Will Ferrell is Woody’s alter ego in the comedy version. He plays an unemployed actor whose sex life with his wife is on hold, while his indie director wife Amanda Peet has gotten wealthy Steve Walsh to produce her feminist film The Castration Sonata. Ferrell is hoping for a part in the film, which wifey says he’s perfect for, but is turned down by the producer because he’s an unknown. Peet’s energy is directed in finding Mr. Right for the ditsy Melinda, someone Ferrell fantasizes he’s in love with only to be disappointed that she falls in love with smoothy black classical pianist Chiwetel Ejiofor.

In the tragic version, nutty Melinda crashes the dinner party of her wealthy Park Avenue trust-fund college friend Chloe Sevigny and her womanizing unemployed actor hubby Jonny Lee Miller, who are entertaining Brooke Smith (the third close girlfriend from their college days, who is married, pregnant with her third child and the stable one of the three). Melinda lays out her tale of woe: telling how her ideal doctor husband has left her and won custody of their two perfect kids because of her extra-marital affair with a photographer, whom she later murdered when he ditched her. This leaves Melinda suicidal and afraid of entering another relationship, as she turns down hunky, wealthy and stable dentist Josh Brolin. But, at the same dinner party, where she rejects the dentist, she begins an affair with the pianist.

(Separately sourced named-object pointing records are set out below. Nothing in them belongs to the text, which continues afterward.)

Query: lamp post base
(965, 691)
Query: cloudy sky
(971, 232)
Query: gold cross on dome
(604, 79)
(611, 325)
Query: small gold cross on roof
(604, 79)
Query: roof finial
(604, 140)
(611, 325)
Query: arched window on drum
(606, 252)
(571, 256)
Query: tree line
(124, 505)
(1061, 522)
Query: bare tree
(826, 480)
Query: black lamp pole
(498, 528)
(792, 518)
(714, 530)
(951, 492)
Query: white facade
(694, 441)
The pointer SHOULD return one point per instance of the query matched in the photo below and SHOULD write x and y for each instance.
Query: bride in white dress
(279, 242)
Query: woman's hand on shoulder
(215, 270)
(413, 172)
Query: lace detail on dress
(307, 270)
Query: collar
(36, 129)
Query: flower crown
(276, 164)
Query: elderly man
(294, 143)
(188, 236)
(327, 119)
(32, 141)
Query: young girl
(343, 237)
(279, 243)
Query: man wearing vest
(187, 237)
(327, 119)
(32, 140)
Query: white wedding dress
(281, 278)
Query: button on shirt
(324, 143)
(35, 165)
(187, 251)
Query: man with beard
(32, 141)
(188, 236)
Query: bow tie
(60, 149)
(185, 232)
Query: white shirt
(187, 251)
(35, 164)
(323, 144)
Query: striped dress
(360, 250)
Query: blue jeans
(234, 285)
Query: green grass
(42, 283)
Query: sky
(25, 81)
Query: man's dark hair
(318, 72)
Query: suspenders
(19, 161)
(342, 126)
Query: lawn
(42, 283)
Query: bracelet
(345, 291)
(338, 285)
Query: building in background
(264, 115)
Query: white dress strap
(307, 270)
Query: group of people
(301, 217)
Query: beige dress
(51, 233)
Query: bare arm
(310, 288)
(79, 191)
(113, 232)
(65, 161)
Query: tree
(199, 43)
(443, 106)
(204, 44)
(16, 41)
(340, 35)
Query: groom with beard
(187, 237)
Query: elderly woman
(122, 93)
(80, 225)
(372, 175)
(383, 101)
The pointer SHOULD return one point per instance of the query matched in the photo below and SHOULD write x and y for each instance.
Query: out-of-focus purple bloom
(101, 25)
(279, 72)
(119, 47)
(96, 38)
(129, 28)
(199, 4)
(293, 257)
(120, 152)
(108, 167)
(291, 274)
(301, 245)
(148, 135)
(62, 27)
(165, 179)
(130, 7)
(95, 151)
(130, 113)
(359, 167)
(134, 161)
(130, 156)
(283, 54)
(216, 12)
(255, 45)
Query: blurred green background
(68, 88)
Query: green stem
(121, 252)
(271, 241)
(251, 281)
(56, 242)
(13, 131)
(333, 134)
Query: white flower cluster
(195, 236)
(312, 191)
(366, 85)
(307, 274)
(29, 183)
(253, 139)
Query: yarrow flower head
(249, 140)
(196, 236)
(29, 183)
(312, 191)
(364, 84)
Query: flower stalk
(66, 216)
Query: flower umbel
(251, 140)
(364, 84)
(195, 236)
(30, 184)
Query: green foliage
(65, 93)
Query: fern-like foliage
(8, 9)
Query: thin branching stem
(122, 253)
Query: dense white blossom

The only difficulty in the film came from trying to keep track of the characters in each story and not anything deep to muse over. In any case, it’s all about the same old Woody rehashed musings over struggling artistic New Yorkers living in swell brownstone apartments and carrying on a yuppie-like party social life that leaves them in angst. The 70-year-old Woody has no part, which comes after complaints he was too old to be chasing the younger actresses as the romantic lead. Also, Woody seems to be answering his critics who said he left blacks out of his films by providing two juicy roles for black actors Chiwetel Ejiofor and Daniel Sunjata, who take not stereotypical parts that are not sensationalized and add whatever gravitas can be mustered from the film by romancing desirous white women.